Jakiś czas temu piłkarski świat obiegła niespotykana wiadomość. Gdyby nigdy nic, Robert Pires na swoim twitterze napisał, że jest w drodze na trening Arsenalu. Wszyscy łyknęli haczyk, już chwilę później wszędzie rozbrzmiewały pytania, czy Wenger próbuje odbudować ekipę sprzed ośmiu lat. 

Pamiętam zrozpaczoną minę Francuza jak opuszczał boisko w finale Ligi Mistrzów po czerwonej kartce Lehmanna. To był ostatni sezon Piresa w Londynie. Cztery lata z powodzeniem spędził w Villarrealu. Latem 2010 roku przeniósł się do Premier League, a z jego usług skorzystał Martin O'Neil prowadząc Aston Villę. W barwach "The Villans" Pires zaliczył tylko dziewięć występów. Obecnie Francuz jest bez klubu, ale mimo 38 lat na karku nie chce rozstawać się z futbolem. Jest to powód, dla którego przybył do Londynu, by trenować ze starymi znajomymi. 
- Nie, na pewno nie. Absolutnie nie myślę o powrocie do Arsenalu, bo nie ma dla mnie miejsca w pomocy drużyny Wengera.Uwielbiam w angielskich klubach ten szacunek, który oddają one byłym piłkarzom. Nie zaskoczyło mnie to, co się stało z Henrym lub Scholesem. Piękna historia pomiędzy Arsenalem i Henrym znowu będzie trwać. Ale na pewno beze mnie.
- Czekam obecnie na propozycje z Azji. Dziś moim nowym celem są Chiny i prowadzę teraz negocjacje z kilkoma klubami. Mam również kontakt z drużynami z Indii. To wspaniałe. Miło byłoby tam się przenieść. Czekam na to, co się stanie z klubami z Chin, bowiem niedługo ta liga znowu ruszy. Jeśli nie otrzymam żadnej oferty, przystopuję.
Z perspektywy czasu wiemy jak potoczyły się losy Francuza. Pires wraz z innymi światowymi gwiazdami (Robbie Fowlerem, Fabio Cannavaro, Jay-Jay Okochą, czy Fernando Morientesem) osiadł w... Indiach, gdzie rozgrywany jest specjalny turniej sześciu drużyn.

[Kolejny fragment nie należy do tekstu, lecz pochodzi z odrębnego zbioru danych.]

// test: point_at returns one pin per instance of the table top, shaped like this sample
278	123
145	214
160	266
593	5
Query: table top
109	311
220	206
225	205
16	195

Każda z nich ma mieć znaną, dogasającą już gwiazdę wielkiego formatu oraz zagranicznego selekcjonera. Z pewnością to wielkie wydarzenie dla zawodników oraz tamtejszych kibiców.
- W Europie zrobiłem już chyba wszystko, więc czemu nie spróbować czegoś nowego? Jestem dumny z postawienia kroku w tamtejszej piłce jako pierwszy Francuz. Turniej potrwa 8 tygodni, dla mnie to nic. Również pieniądze z tego nie są wielkie, ale dla mnie nie stanowi to problemu, nie przyjechałem tutaj na wakacje. 


Wielki kapitan. Patrick Vieira opuścił Londyn, gdy Kanonierzy rozgrywali swoje mecze jeszcze na Highbury. Angielski klimat zmienił na włoski i wstąpił w szeregi Juvenutusu Turyn. Rok później mierzył się ze swoimi kolegami w Lidze Mistrzów. Musiał uznać ich wyższość. Ze "Starej Damy" przeniósł się do Interu. Miał to być sportowy awans dla Francuza, jednak w cztery sezony rozegrał tylko 61 meczów. Na ostatni sezon kariery wrócił znów na Wyspy, zasilając Manchester City. Po zakończeniu poprzedniego sezonu Vieira zakończył futbolową przygodę. Wszyscy mieli nadzieję, że były kapitan Arsenalu, wróci do swojej drużyny. Niestety, Vieira postanowił, że zostanie w Manchesterze. Odpowiada za program "Manchester City w społeczeństwie", przygląda się rozwojowi młodzieży oraz pozyskuje nowych reklamodawców.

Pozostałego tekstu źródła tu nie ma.